Description of problem: When trying to add disks through the user portal, in the add disk dialog, it fails to find active storage domains (red warning at the bottom of the dialog). The only way to fix this is adding VmCreator role to the user, on the storage domain. Version-Release number of selected component (if applicable): How reproducible: Always, when the user is not a VMCreator on the storage domain. Steps to Reproduce: 1. Add a new VM from the user portal 2. Try to add disks to this VM from the user portal Actual results: See the red warning, and the fact that no storage domains are showed in the storage domain list in the dialog. Expected results: Getting the available storage domains, choosing one, and adding the disk successfully. Additional info: Fix can be done in VmDiskListModel class, AddDiskUpdateData method, by using ActionGroup.CREATE_DISK instead of ActionGroup.CREATE_VM.
Also note that the user must have DiskCreator permissions on the relevant storage domain(s).
(In reply to comment #1) > Also note that the user must have DiskCreator permissions on the relevant > storage domain(s). what's the version\build you worked on ?
Solution will include: 1. Adding the CREATE_DISK permission to VmCreator, to allow VM creators to also add disks to the VM. 2. UI fix - to show storage domains with CREATE_DISK permissions on them, instead of CREATE_VM permissions 3. MLA fixes a. make the DC a parent of the storage domains b. Use the allow viewing children only on templates, disks and VMs (today it is used on all objects). This is in order to show, for example, all the clusters in the DC that the user has VmCreator role on, so that he can see them through the user API (the user portal uses a different query for that).
Patches posted upstream, after some sanity testing. Plan to do some more testing on them before marking them as verified. http://gerrit.ovirt.org/#/c/7001 http://gerrit.ovirt.org/#/c/7002 http://gerrit.ovirt.org/#/c/7003 http://gerrit.ovirt.org/#/c/7004
The patches above are now merged upstream.
I've encountered this behavior when I added PowerUser permission to the user on DC level (reported in bug 839319) - could you check that scenario as well?
(In reply to comment #8) > I've encountered this behavior when I added PowerUser permission to the user > on DC level (reported in bug 839319) - could you check that scenario as well? I did the following testing (with my patches above): Added a new user, and gave him power user role on the DC. Then, I logged in with it to the user portal, added a new VM, and added a new disk. It worked well. One of the changes I did was to make the storage domain inherit the permissions from the DC, so looks like that was what solved your scenario, as PowerUser has permissions to create disks, and with my patches this permission also propogates to the storage domains.

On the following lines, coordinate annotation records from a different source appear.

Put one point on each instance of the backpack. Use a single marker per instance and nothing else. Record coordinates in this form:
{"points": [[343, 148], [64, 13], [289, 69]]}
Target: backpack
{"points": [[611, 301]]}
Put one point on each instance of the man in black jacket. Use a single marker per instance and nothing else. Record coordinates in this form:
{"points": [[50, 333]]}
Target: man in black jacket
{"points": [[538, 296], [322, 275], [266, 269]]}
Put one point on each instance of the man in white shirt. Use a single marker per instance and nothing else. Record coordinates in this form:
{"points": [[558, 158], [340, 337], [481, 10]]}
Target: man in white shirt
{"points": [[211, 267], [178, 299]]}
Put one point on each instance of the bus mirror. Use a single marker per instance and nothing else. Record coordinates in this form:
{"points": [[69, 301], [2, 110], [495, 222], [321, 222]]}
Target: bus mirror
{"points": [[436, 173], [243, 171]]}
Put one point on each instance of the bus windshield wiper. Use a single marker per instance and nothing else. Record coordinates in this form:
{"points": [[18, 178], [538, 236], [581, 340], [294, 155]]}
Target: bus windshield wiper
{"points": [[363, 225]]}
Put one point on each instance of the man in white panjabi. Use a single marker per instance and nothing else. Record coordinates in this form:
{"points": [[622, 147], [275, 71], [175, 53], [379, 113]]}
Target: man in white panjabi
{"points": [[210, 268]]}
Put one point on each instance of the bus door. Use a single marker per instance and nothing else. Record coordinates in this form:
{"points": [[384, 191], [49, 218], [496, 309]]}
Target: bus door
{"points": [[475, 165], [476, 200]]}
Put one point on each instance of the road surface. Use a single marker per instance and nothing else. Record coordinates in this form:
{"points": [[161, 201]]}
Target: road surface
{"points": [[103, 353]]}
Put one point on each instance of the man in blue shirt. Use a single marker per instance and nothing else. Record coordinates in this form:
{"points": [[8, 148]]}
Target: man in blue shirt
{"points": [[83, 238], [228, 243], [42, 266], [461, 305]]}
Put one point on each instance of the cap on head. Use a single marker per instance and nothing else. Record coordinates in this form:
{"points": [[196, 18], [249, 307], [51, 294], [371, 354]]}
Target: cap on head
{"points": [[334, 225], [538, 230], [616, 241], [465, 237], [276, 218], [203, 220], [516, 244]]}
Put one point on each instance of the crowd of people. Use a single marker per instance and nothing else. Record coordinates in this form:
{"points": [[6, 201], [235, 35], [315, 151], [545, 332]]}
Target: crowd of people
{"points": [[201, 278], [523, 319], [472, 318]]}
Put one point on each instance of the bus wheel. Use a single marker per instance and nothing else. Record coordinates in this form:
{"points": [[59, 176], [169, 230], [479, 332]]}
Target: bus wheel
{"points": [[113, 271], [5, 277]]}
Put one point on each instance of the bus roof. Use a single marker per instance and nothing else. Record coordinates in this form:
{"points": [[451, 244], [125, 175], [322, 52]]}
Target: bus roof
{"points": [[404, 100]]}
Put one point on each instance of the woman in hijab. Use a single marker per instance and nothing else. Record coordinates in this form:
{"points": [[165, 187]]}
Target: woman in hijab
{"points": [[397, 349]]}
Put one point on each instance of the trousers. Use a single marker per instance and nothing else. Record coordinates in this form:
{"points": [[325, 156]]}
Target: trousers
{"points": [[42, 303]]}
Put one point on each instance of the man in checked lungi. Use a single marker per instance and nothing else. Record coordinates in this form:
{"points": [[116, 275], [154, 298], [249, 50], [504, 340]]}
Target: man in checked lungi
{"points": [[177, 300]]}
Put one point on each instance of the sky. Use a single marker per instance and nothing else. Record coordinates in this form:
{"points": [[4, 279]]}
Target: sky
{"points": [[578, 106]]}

Verified - si14 - this beahviour no longer reproduces. Following flows were tested: 1. Granted VmCreator role on the DC: - it will allow user to create VMs, and once user adds VM (s)he'll become the owner of it, with a UserVmManager role - it will also allow her/him to create disks to this VM (as VmCreator has permissions to CREATE_DISK and CONFIGURE_VM_STORAGE). 2. Granted VmCreator role on a cluster, and DiskCreator on some DC/Storage domain. - VmCreator will allow user to create VMs, and once user adds VM (s)he'll become the owner of it, with a UserVmManager role - DiskCreator will allow user to create a disk, but user still needs rights to attach it to the VM (done in one step, but just wanted to clarify the permissions needed). So, the CONFIGURE_VM_STORAGE permission user gets from the VmCreator will allow this disk to be attached to the VM.